Outdoor exercise also can improve mood, restore attention, and decrease anger, depression, and stress. This is critical because Washington reports higher levels of adults suffering from some form of depression or mental illness and children reporting more major depressive episodes each year than the national average.
Children may particularly benefit from physical activity in nature because it is more conducive to social play, emotional development, and improved cognitive function than indoor activity.
If that weren’t enough, trails offer environmental benefits too. Trails have a lasting impact by preserving natural spaces from other uses like deforestation and development, and by protecting ecological systems vital to the health of Washington’s wild places that make this state such an amazing place to live and work. Trails typically provide protected corridors of natural space that are invaluable resources for environmental benefits like carbon sequestration, air filtration, and wildlife habitat.
- Encourage Development of New Trails and Improve Quality of Existing Trails
Build new trails and trailheads in areas where there is high use of other trails or a scarcity of trails. Maintain and improve the quality of trails to improve the experience of the user and therefore be a source of high value and benefits.
- Develop Standard Permitting Requirements Statewide
Requirements for building trails varies across the state. A statewide permitting process and set of clear trail language definitions would make it easier to build new trails.
- Conduct Comprehensive Planning for Trails
Long-term, statewide trail planning, similar to what is done for roads, could help address congestion and areas of future population growth to maximize the future benefits of trails.
- Encourage Development of Trails that Promote Multi-Day Trips
Money spent on overnight trips is significantly higher than on day trips. Therefore connecting existing trails and allowing for more camping would increase the economic benefits to local communities.
- Encourage Visitation by Adding New and Improving Existing Amenities
Amenities like maps, bathrooms, ample parking, water fountains, and views improve the quality of trails and in turn increase visitation. A plan to address scarcity of amenities is needed.
- Use Trails as a Health Intervention Strategy
Increased access to trails for populations vulnerable to health issues could have a major impact on overall health and could include public transportation to trails and subsidizing trail fees.
- Improve Data Collection of Trail Usage and Create Consistency
Participant use and economic benefit analysis is limited by the quantity and quality of data available. Therefore increasing survey samples and improving existing surveys is recommended.

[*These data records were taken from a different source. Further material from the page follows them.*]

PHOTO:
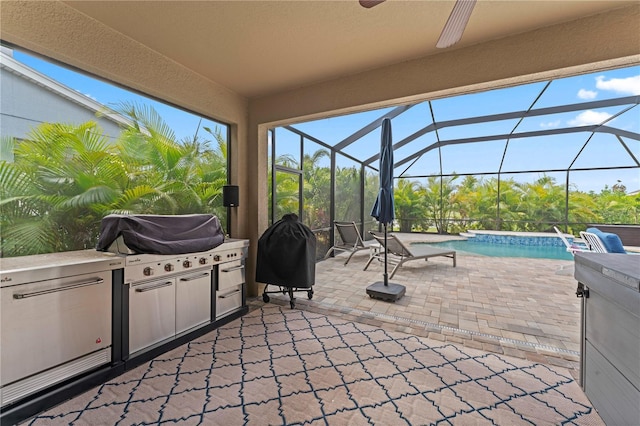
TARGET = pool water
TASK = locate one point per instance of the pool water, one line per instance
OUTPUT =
(471, 246)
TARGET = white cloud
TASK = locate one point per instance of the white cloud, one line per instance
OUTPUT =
(624, 86)
(587, 118)
(550, 124)
(587, 94)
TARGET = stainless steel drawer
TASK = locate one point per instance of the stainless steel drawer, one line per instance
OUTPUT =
(152, 313)
(230, 274)
(48, 323)
(228, 300)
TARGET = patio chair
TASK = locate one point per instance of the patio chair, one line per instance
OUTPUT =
(351, 240)
(571, 248)
(400, 253)
(593, 242)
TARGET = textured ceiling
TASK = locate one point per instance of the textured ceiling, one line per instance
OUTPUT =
(257, 48)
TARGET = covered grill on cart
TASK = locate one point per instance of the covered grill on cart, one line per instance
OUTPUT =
(287, 258)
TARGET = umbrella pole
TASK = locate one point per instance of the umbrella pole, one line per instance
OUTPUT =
(386, 275)
(382, 289)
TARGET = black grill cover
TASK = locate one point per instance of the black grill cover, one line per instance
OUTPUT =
(287, 254)
(157, 234)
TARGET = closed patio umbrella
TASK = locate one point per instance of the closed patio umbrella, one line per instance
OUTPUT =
(383, 211)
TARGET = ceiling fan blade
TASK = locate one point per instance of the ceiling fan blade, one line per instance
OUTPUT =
(457, 22)
(370, 3)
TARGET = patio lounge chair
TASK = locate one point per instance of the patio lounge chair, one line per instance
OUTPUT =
(571, 248)
(400, 253)
(593, 242)
(351, 240)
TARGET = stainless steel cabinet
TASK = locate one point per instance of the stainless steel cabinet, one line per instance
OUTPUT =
(609, 285)
(152, 313)
(193, 300)
(229, 294)
(51, 330)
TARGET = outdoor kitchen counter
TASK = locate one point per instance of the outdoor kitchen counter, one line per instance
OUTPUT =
(38, 267)
(610, 372)
(27, 269)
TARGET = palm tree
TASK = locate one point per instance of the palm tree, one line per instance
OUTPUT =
(410, 210)
(54, 191)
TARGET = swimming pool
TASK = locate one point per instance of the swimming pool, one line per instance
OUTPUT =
(505, 244)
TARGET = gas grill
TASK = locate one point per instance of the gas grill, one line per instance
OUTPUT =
(171, 294)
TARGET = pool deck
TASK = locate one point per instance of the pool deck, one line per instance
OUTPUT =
(520, 307)
(515, 233)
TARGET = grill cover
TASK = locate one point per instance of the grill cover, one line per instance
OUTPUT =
(287, 254)
(158, 234)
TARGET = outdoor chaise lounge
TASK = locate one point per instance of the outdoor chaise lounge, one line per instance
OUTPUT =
(571, 248)
(400, 253)
(351, 240)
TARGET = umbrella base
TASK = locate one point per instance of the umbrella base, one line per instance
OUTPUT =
(391, 292)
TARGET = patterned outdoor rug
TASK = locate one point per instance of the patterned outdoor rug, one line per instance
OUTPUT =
(280, 367)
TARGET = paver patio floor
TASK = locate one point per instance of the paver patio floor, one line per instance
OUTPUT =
(520, 307)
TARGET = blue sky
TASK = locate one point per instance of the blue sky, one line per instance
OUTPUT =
(523, 154)
(184, 124)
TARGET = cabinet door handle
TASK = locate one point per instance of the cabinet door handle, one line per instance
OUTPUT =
(224, 296)
(194, 277)
(154, 287)
(58, 289)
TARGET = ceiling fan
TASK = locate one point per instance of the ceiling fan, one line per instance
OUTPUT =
(453, 29)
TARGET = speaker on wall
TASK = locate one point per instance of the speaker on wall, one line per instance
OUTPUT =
(230, 196)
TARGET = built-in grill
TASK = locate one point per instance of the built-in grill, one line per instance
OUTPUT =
(74, 319)
(170, 294)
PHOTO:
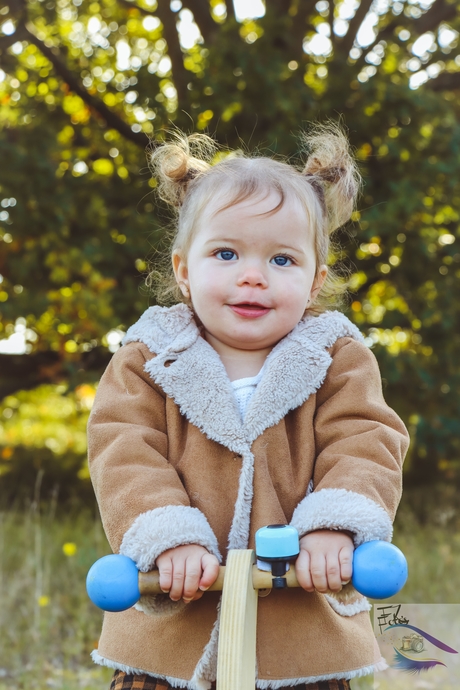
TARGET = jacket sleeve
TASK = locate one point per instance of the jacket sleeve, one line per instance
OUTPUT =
(360, 448)
(144, 506)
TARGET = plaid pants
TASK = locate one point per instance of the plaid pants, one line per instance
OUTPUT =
(128, 681)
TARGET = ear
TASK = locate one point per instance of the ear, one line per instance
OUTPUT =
(318, 282)
(181, 273)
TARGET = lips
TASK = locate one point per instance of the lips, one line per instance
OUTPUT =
(250, 310)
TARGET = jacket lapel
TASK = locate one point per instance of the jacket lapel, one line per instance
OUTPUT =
(191, 372)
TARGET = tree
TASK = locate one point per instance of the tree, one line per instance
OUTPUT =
(86, 84)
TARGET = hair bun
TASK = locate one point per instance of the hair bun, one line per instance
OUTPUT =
(175, 164)
(332, 166)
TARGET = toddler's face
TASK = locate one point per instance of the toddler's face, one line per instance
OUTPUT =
(251, 276)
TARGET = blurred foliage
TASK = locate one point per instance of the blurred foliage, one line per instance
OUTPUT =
(85, 84)
(48, 626)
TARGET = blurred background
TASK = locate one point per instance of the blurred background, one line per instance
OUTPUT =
(83, 87)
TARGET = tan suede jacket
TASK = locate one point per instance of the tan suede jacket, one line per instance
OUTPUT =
(173, 463)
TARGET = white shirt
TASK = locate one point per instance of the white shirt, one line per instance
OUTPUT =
(244, 390)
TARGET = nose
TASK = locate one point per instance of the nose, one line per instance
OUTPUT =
(252, 275)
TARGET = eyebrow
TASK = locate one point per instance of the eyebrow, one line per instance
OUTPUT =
(280, 246)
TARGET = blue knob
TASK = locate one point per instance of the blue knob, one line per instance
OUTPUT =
(277, 541)
(112, 583)
(379, 569)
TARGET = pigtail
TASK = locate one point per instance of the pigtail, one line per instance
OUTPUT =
(177, 163)
(332, 172)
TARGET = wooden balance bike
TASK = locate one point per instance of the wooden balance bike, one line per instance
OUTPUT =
(114, 584)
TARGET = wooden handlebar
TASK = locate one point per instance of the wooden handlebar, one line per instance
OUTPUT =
(149, 583)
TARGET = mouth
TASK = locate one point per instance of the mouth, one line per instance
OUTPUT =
(250, 310)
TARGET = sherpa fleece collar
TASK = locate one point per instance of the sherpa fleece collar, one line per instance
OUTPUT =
(191, 372)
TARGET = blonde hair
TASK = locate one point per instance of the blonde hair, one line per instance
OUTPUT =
(327, 186)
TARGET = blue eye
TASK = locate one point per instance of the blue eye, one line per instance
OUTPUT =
(226, 254)
(282, 260)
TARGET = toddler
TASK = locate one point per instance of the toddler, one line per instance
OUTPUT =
(249, 402)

The Legislature approved funding for this project in the 2018 supplemental operating budget. The two reports were developed by ECONorthwest and the University of Washington.
The economic and health savings data was calculated using a combination of survey, on-site counts, economic models and third-party research. While there have been several studies that assess trail use in Washington, this is one of the first, substantial undertakings to better understanding the economic, health savings, and environmental benefits of trails.